The history of the Second World War in Switzerland
In Zurich, the future of the theater has been the subject of fierce debate for almost four years. Because this, as it is planned, is from the city, canton and the top of the theater has a snag. It is realized at the expense of a past that weighs heavily: During the National Socialist era, the Zurich Schauspielhaus was the last free stage in the German language. As a place of remembrance, it is highly emotional.
According to the plans of those responsible, both the stage area and the theater hall will now be demolished and replaced by a new building. The local council will soon decide on the loan and the type of renovation, so the last opportunity for the supporters to advertise their project. Lessons have been learned from the past: When the city made the option of a total new building public for the first time, before the summer holidays, there was an outcry from the media all the way to New York.
The timing of the information event may be more ideal this time. And the well-known arguments are probably also correct: There are no side and back stages on the Pfauen, which makes the work expensive, and the lines of sight and acoustics in the auditorium are poor.
But on the part of the critics, the partly polemical, partly worried debate about the future of the theater is not about profitability, not about art, and even less about money. No matter which form of renovation the municipal council and then the sovereign approves – the minimum variant brush renovation or the maximum variant demolition – an amount in the double-digit million range can be expected. The array of arguments about structural and economic reasons, as presented on Monday, came up empty because it ignored the most controversial point.
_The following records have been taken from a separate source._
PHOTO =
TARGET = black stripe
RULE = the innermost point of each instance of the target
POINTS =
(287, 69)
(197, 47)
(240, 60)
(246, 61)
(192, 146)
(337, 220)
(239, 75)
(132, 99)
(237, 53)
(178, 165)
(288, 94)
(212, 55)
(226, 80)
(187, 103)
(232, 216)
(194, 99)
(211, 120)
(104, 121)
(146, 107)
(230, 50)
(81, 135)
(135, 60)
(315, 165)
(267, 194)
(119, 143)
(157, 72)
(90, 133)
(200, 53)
The playhouse in the shadow of the Kunsthaus and the Bührle case
There is a morally highly complex question on the table. It reads: How does Switzerland deal with its history under National Socialism? And who is authorized to decide this and shape the memory of future generations? There is great concern that a new building will erase history. That’s also why a third way doesn’t work. Not demolition or new construction, but a compromise consisting of renewal and the preservation of the last contemporary witnesses of the painful history of Jewish theater artists is desirable. However, if memory is to remain alive, it must be continued – also structurally – into the present day.
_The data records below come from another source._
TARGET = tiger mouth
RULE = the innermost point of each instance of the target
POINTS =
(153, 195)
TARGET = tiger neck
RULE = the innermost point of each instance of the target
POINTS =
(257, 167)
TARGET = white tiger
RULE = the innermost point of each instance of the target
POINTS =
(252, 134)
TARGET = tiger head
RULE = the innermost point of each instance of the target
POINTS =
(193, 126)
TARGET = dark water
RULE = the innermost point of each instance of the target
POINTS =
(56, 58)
It is logical that resistance to the core renovation has grown in recent months: right in the neighborhood, in the extension of the Kunsthaus, it is demonstrated how history-blind ownership and marketing thinking persists in a public Zurich institution. The Bührle case casts a long shadow.
The fact that the city’s defensive, obscuring communication has strengthened key points about the debacle here and there doesn’t make things any better. But it makes the need all the greater, at least in the case of the Schauspielhaus, to appeal to the attitude of the municipality: duck away, dear Zurich, no longer gilded in 2022.